I've been unable run Selenium from within Databricks. I have followed the steps of others in various other threads:
https://forums.databricks.com/questions/15480/how-to-add-webdriver-for-selenium-in-databricks.html
How to use Selenium in Databricks and accessing and moving downloaded files to mounted storage
cannot get selenium webdriver to work in azure databricks
My code currently looks like this:
%sh
sudo add-apt-repository ppa:canonical-chromium-builds/stage
/usr/bin/yes | sudo apt update
/usr/bin/yes | sudo apt install chromium-browser
import os
from webdrivermanager import ChromeDriverManager
from selenium import webdriver
cdd = ChromeDriverManager().download_and_install()
chrome_options = webdriver.ChromeOptions()
chrome_options.add_argument('--no-sandbox')
chrome_options.add_argument('--headless')
chrome_options.add_argument('--disable-dev-shm-usage')
chrome_options.add_argument('--remote-debugging-port=9009')
driver = webdriver.Chrome(executable_path=cdd[0], options=chrome_options)
# Test driver connection
driver.get("https://www.google.com")
driver.find_element_by_css_selector("img").get_attribute("alt")
Exception:
---------------------------------------------------------------------------
WebDriverException Traceback (most recent call last)
<command-2232618947863762> in <module>
12 chrome_driver = "/usr/bin/chromedriver"
13
---> 14 driver = webdriver.Chrome(executable_path=cdd[0], options=chrome_options)
15
16 # Test driver connection
/databricks/python/lib/python3.8/site-packages/selenium/webdriver/chrome/webdriver.py in __init__(self, executable_path, port, options, service_args, desired_capabilities, service_log_path, chrome_options, keep_alive)
74
75 try:
---> 76 RemoteWebDriver.__init__(
77 self,
78 command_executor=ChromeRemoteConnection(
/databricks/python/lib/python3.8/site-packages/selenium/webdriver/remote/webdriver.py in __init__(self, command_executor, desired_capabilities, browser_profile, proxy, keep_alive, file_detector, options)

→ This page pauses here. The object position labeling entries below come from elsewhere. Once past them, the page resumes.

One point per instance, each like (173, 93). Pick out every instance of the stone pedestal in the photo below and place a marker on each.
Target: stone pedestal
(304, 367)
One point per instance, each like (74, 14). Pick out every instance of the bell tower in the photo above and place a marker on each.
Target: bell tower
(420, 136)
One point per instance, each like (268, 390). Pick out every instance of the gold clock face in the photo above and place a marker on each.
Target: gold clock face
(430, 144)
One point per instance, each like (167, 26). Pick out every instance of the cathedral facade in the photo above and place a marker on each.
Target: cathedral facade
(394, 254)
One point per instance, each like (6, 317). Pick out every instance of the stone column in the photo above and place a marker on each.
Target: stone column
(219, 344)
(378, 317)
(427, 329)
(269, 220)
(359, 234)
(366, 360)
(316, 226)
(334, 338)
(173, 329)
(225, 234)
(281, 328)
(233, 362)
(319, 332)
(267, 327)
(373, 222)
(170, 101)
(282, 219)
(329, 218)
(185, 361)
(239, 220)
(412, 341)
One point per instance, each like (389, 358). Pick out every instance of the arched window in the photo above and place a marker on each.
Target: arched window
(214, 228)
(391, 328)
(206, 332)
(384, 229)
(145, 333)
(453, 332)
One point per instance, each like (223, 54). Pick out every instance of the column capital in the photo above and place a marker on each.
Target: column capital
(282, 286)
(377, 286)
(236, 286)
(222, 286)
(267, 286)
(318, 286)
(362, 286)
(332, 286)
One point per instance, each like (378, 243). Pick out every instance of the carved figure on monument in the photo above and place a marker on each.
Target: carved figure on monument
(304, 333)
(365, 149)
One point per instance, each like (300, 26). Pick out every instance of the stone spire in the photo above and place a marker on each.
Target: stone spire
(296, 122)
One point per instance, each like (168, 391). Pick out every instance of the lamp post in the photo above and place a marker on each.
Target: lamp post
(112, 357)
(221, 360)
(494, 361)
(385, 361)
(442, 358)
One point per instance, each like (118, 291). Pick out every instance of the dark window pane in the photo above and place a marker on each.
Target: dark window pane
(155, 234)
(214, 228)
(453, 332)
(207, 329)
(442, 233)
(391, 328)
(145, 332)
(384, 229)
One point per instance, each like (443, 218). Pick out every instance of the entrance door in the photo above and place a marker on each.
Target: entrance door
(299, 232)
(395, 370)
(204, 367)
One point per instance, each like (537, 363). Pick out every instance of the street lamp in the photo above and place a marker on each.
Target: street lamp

155 warnings.warn("Please use FirefoxOptions to set browser profile",
156 DeprecationWarning, stacklevel=2)
--> 157 self.start_session(capabilities, browser_profile)
158 self._switch_to = SwitchTo(self)
159 self._mobile = Mobile(self)
/databricks/python/lib/python3.8/site-packages/selenium/webdriver/remote/webdriver.py in start_session(self, capabilities, browser_profile)
250 parameters = {"capabilities": w3c_caps,
251 "desiredCapabilities": capabilities}
--> 252 response = self.execute(Command.NEW_SESSION, parameters)
253 if 'sessionId' not in response:
254 response = response['value']
/databricks/python/lib/python3.8/site-packages/selenium/webdriver/remote/webdriver.py in execute(self, driver_command, params)
319 response = self.command_executor.execute(driver_command, params)
320 if response:
--> 321 self.error_handler.check_response(response)
322 response['value'] = self._unwrap_value(
323 response.get('value', None))
/databricks/python/lib/python3.8/site-packages/selenium/webdriver/remote/errorhandler.py in check_response(self, response)
240 alert_text = value['alert'].get('text')
241 raise exception_class(message, screen, stacktrace, alert_text)
--> 242 raise exception_class(message, screen, stacktrace)
243
244 def _value_or_default(self, obj, key, default):
WebDriverException: Message: unknown error: Chrome failed to start: exited abnormally.
(chrome not reachable)
(The process started from chrome location /usr/bin/chromium-browser is no longer running, so ChromeDriver is assuming that Chrome has crashed.)